Last week's shot at Fortunate Son-In-Law Ron Johnson by Republican ex-candidate T. Wall was pretty harsh:
...I realize that Johnson says he'd spend every penny of his fortune to win, but what that really means is the voters have a candidate who wants it too bad. That's someone who wants desperately to be Senator rather than doing it for the right reasons. Is this the kind of Senator we want?

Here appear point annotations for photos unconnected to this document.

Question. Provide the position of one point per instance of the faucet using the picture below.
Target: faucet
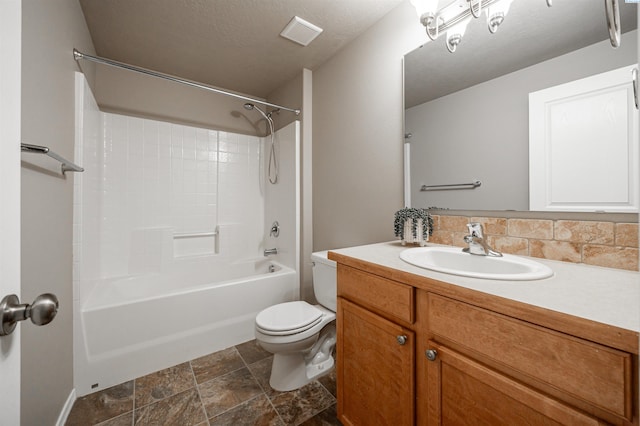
(267, 252)
(477, 244)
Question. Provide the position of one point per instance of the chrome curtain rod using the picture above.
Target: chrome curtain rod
(67, 166)
(470, 185)
(77, 55)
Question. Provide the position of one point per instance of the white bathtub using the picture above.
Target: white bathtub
(136, 325)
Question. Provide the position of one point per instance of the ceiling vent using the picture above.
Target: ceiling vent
(300, 31)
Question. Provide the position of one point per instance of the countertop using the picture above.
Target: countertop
(605, 295)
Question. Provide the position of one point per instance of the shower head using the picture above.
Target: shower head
(250, 107)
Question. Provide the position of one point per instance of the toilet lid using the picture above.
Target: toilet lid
(287, 317)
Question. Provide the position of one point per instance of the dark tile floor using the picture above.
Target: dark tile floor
(228, 387)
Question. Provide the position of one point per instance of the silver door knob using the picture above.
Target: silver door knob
(41, 311)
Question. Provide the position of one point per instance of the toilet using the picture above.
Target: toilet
(302, 336)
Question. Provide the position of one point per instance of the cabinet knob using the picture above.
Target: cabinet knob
(431, 354)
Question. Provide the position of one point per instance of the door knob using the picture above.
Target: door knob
(41, 311)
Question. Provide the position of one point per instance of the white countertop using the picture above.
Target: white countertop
(606, 295)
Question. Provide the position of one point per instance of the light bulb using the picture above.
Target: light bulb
(455, 34)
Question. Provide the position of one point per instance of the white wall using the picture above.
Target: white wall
(50, 30)
(299, 93)
(358, 136)
(493, 143)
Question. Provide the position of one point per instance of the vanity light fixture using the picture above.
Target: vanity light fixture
(454, 16)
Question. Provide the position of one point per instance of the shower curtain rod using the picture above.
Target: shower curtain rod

Now Dave Westlake, still in the GOP primary, has gotten frustrated with Johnson's evasion of any debate or questioning and kicks it up a notch:
In any hiring situation, an applicant who submits a resume but refuses outright to show up to a job interview is immediately disqualified. Yet that’s the kind of disdain for voters we’re seeing here. My opponent has an established pattern of avoiding venues in which he might have to deviate from set talking point. He’s repeatedly refused to debate, and he’s canceled numerous sessions with groups who want to ask him hard, substantive questions.
...You can’t have it both ways. You can’t credibly tell voters that you’re submitting to an interview process while repeatedly refusing to show up to the interview. From day one of this campaign, I’ve actively engaged in the interview process with Wisconsinites. I’ve listened to concerns and answered tough questions from one end of this state to the other. I’ve been thoroughly vetted in numerous settings, and I’ve offered to debate. My opponent simply cannot make the same claim. He’s demonstrating a regrettable willingness to shortchange voters—and that’s just plain dangerous for Wisconsin.
The latest: after the story about Johnson's company benefiting from a federal grant to build a rail spur to the plant broke last week, the company's website just revised its corporate history to better mesh with the claims and denials from the campaign, but some parts of the history still aren't consistent.
Considering sunspots, Great Lakes oil drilling, "self-made," "entrepreneur who built a company," and "never lobbied for a government payment," consistency with the facts just isn't Johnson's strong suit. Maybe a few thousand more repetitions of his slick TV and radio ads will do the trick.